I love you に代わる言葉
「俺はそれを聞きたくてあんたを呼んだ。あんたの言う通り俺には姉がいる。あんた達が“あの時”話してた笹山だ。――笹山花恋」
 解っていた事だが、改めて名を告げられれば、心臓がドキリと跳ねる。
 やはり何もかも、こいつに聞かれていた。こちらが何もかも悟った事を、同時にこいつも悟っている。
 思い切り眉を寄せれば、笹山真はまたもフッと笑みを零した。
「安心しろよ。誰にも言ってねぇし、これからも喋るつもりはねぇ。言うまでもねぇが、本人にも、だ。さっきも言ったが、俺はただ確認したいだけだ。――それで? 答えは出たのか?」
「それをアンタに言ってどうなる」
 まるで敵意でも向けるように刺々しい口調で言うが、それでも笹山真は苦笑を漏らすだけだった。
「返答次第で俺の取るべき行動が変わる、そんな所か。あんたにとっちゃ意味が解らねぇだろうがな」
 こいつの言うように、解せなかった。ただ無言で険しい表情のままこいつを見るが、こいつは終始余裕を見せ付けた。
「もう時間がねぇから、帰りにまた来る。その時に聞かせてくれ。――じゃあな」
 笹山真はそう言ってスッとボクの横を通り過ぎて行った。
 ややあってから去って行った方向を振り返れば、笹山真はポケットに手を突っ込みながらも颯爽と歩いていた。
 今日も左耳に三つのピアスが付いていた。内側にある羽根の形をしたピアスが、動く度に不規則に揺れてキラリと光る。
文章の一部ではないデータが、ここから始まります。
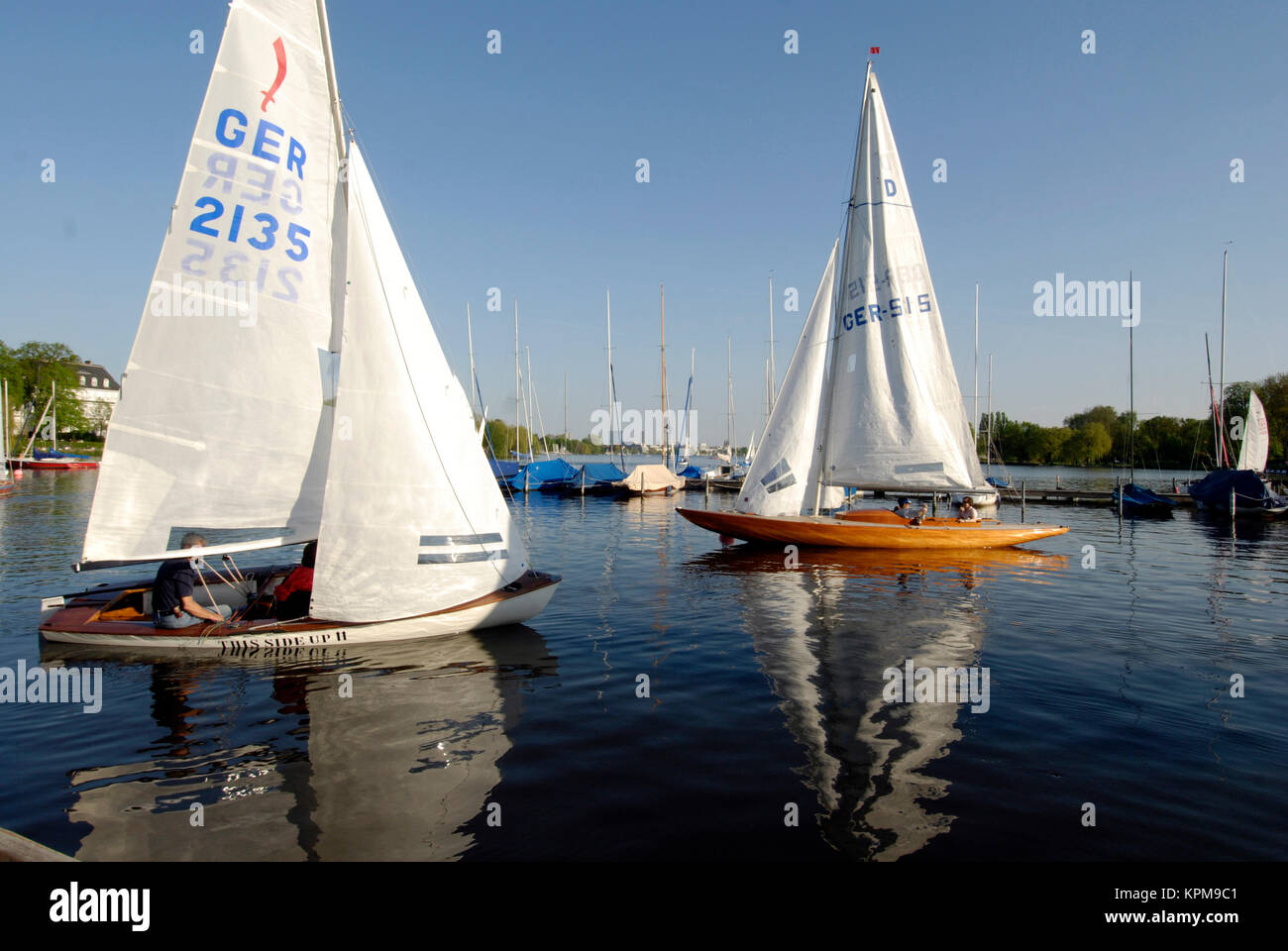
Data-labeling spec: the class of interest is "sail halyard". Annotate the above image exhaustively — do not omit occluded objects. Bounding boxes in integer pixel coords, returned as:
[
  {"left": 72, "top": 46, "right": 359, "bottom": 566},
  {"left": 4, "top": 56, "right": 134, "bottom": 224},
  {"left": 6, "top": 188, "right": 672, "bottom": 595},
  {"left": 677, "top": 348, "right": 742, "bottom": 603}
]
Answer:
[
  {"left": 814, "top": 60, "right": 872, "bottom": 515},
  {"left": 734, "top": 241, "right": 840, "bottom": 515},
  {"left": 310, "top": 143, "right": 528, "bottom": 622},
  {"left": 823, "top": 65, "right": 984, "bottom": 491},
  {"left": 80, "top": 0, "right": 343, "bottom": 569}
]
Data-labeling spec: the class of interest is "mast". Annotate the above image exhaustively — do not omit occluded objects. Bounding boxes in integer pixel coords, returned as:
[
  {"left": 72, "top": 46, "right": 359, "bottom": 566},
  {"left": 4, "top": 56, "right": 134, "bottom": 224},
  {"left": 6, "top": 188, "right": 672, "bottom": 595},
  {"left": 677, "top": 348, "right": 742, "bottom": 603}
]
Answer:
[
  {"left": 765, "top": 270, "right": 778, "bottom": 420},
  {"left": 604, "top": 287, "right": 617, "bottom": 459},
  {"left": 465, "top": 301, "right": 478, "bottom": 412},
  {"left": 1203, "top": 334, "right": 1221, "bottom": 466},
  {"left": 317, "top": 0, "right": 349, "bottom": 353},
  {"left": 1127, "top": 270, "right": 1136, "bottom": 484},
  {"left": 814, "top": 59, "right": 872, "bottom": 515},
  {"left": 523, "top": 347, "right": 538, "bottom": 462},
  {"left": 0, "top": 380, "right": 9, "bottom": 473},
  {"left": 684, "top": 347, "right": 698, "bottom": 459},
  {"left": 970, "top": 281, "right": 979, "bottom": 443},
  {"left": 725, "top": 337, "right": 733, "bottom": 467},
  {"left": 514, "top": 297, "right": 523, "bottom": 456},
  {"left": 1218, "top": 249, "right": 1231, "bottom": 467},
  {"left": 658, "top": 283, "right": 671, "bottom": 466},
  {"left": 984, "top": 353, "right": 993, "bottom": 476}
]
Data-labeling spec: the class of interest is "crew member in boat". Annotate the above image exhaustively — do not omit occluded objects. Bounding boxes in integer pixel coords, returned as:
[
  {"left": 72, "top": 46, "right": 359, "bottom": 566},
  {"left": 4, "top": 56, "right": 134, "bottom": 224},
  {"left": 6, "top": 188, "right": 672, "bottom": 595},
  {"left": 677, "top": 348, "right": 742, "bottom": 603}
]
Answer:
[
  {"left": 894, "top": 497, "right": 926, "bottom": 524},
  {"left": 273, "top": 541, "right": 318, "bottom": 620},
  {"left": 152, "top": 532, "right": 232, "bottom": 630}
]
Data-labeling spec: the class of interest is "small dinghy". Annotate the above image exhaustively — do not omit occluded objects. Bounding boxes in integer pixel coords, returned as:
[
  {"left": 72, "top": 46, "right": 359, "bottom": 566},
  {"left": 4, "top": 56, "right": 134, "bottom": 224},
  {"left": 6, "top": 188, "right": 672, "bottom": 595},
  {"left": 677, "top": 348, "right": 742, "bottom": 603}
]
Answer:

 おねーさんの身内は、それこそおねーさんのように品行方正のイメージが強かった。ああいった容姿の身内など想定外だったが、やはり育ちの良さは感じられるな。
 廊下で群れを成す女子の数人がその様子をちらりと目で追う姿が、ボクの目に映る。その様子は明らかに恋慕の類だと疎いボクにも解った。だけどあいつに近寄れなくて遠巻きに見物するしか出来ないんだろう。